Return to Transcripts main page

Early Start with John Berman and Zoraida Sambolin

Democrats Seek New Strategy To Push Voting Rights Bill; U.K. Prime Minister Apologizes For Attending 10 Downing Street Party Amid Lockdown; Djokovic Draws Number One Seed In Australian Open Amid Visa Drama. Aired 5:30-6a ET

Aired January 13, 2022 - 05:30   ET




CHRISTINE ROMANS, CNN ANCHOR: All right, good Thursday morning, everyone. This is EARLY START. I'm Christine Romans.

LAURA JARRETT, CNN ANCHOR: I'm Laura Jarrett. It's about 29 minutes -- 30 minutes, I should say, pas the hour here in New York. It's time for our top stories to keep an eye on today.

House Minority Leader Kevin McCarthy says he will not cooperate with the House Select Committee investigating the January sixth riot, calling the probe an abuse of power. The committee has asked McCarthy to come in for a voluntary interview and provide details about former President Trump's state of mind during the Capitol attack and in the weeks that followed.

ROMANS: Will he play? Novak Djokovic now the official number one seed in the Australian Open men's singles draw, but he's still awaiting a decision from immigration officials on whether he can stay in the country. The investigation into his vaccination status and inconsistencies in his paperwork has gone on for days.

JARRETT: Biden administration officials will meet with tech companies like Apple and Google today over national security concerns involving their software. A critical vulnerability emerged last month that could have exposed hundreds of millions of devices worldwide.

ROMANS: The armorer on the film "Rust" is suing the weapons and ammunition supplier for negligence in the fatal shooting of cinematographer Halyna Hutchins. Hannah Gutierrez Reed blames Seth Kenney and his company for supplying live bullets mixed in among dummy and blank rounds.

JARRETT: Uncle Sam wants you and he's willing to pay. The U.S. Army is increasing the bonus that highly-skilled enlisted soldiers receive up to $50,000. That's up from the previous maximum of $40,000. Soldiers will need to enlist for six years in order to qualify.



ROMANS: Sixties pop icon Ronnie Spector has died. She was the lead singer of The Ronettes, best known for her sky-high beehive hairdo and hits like "Be My Baby." Her family says she died after a brief battle with cancer. Ronnie Spector was 78.

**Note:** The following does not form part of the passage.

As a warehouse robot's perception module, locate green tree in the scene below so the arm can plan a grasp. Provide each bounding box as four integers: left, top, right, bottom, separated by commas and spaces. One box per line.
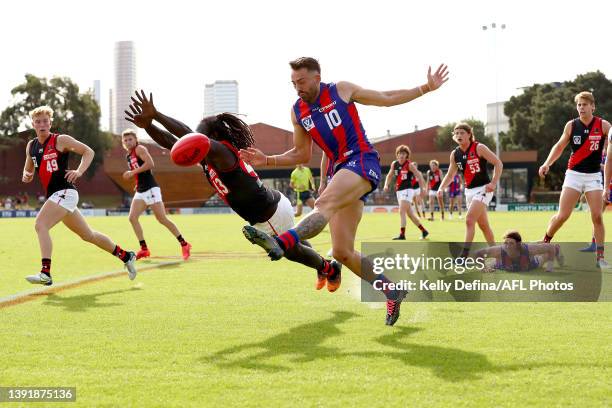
435, 118, 495, 151
500, 71, 612, 190
0, 74, 112, 177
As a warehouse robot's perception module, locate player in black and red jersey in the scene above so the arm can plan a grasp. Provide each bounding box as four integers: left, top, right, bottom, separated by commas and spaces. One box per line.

JARRETT: Well, President Biden is sending a wave of military medical teams to help six states with hospitals that are overwhelmed right now with COVID patients. The teams will be surged to the Cleveland Clinic in Ohio, Coney Island Hospital in Brooklyn, Rhode Island Hospital in Providence, Henry Ford Hospital outside Detroit, University of New Mexico Hospital in Albuquerque, and University Hospital in Newark.

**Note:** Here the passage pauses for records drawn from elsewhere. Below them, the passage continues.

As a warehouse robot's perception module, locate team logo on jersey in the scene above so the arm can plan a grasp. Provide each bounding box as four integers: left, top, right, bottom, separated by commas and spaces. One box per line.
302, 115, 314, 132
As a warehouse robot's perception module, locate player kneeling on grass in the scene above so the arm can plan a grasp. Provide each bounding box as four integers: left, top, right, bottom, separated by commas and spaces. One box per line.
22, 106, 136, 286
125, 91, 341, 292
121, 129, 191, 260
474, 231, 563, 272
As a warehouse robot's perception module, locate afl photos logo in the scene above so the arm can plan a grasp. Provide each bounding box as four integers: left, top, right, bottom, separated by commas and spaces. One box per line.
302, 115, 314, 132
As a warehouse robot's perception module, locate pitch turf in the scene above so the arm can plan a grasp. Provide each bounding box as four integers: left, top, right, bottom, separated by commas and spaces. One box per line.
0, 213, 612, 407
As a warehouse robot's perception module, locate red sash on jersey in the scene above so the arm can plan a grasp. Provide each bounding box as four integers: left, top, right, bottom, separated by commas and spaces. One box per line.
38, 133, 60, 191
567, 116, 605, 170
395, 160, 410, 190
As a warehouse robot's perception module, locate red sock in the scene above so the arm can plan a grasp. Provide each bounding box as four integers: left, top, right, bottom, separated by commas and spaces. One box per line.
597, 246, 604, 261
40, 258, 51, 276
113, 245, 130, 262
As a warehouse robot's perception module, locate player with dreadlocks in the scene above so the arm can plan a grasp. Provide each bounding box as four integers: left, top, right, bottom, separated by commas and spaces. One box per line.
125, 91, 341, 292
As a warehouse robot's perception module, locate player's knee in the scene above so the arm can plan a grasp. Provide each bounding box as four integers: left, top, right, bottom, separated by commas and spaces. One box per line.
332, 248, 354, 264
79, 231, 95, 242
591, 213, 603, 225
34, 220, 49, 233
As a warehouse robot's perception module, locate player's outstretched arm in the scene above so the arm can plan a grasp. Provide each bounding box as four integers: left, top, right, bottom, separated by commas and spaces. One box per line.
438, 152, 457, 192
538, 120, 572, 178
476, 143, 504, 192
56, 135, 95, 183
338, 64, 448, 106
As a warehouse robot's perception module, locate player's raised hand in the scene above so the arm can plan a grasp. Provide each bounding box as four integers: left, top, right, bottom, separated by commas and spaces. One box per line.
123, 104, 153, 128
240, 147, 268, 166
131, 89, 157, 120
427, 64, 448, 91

They will be triaging patients, helping to decompress overwhelmed emergency departments, and freeing up healthcare providers for other lifesaving care.

ROMANS: New this morning, West Virginia's Gov. Jim Justice is, quote, "not doing well." That's how his chief of staff describes the governor's condition after Justice tested positive for COVID on Tuesday and started receiving treatment at home. Brian Abraham told the West Virginia "Gazette-Mail" the governor is trying to put up a strong front but the disease is affecting him.

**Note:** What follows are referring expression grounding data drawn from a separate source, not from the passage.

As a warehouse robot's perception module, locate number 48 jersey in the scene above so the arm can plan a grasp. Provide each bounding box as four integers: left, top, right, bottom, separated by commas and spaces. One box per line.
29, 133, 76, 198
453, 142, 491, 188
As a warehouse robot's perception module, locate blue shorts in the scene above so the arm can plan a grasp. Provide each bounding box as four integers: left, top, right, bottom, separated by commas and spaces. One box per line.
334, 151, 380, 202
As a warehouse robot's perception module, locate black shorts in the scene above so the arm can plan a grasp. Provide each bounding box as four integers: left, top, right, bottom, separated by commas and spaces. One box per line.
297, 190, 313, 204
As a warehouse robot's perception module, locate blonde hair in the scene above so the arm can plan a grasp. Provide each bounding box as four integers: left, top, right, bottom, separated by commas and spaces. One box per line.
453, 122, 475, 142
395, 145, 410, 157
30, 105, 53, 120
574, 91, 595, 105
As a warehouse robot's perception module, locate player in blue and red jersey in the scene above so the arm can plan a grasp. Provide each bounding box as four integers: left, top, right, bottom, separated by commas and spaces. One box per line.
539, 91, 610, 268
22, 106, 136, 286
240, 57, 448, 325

JARRETT: Well, there is a small glimmer of light at the end of this Omicron tunnel. The average number of cases looks like it may be starting to plateau, holding steady for the first time in about a month. But the number of Americans dying of COVID still creeping up now. It's almost 1,700 each day. But the CDC director thinks those deaths may not be primarily from Omicron.


DR. ROCHELLE WALENSKY, DIRECTOR, CENTERS FOR DISEASE CONTROL AND PREVENTION: I believe right now that those deaths are still the lagging deaths from Omicron. We saw -- I'm sorry, from Delta. The lagging deaths from the Delta wave. We have seen, as you noted, that death rates are down from Omicron of about 91 percent. And we will need to follow those deaths over the next couple of weeks to see the impact of Omicron on mortality.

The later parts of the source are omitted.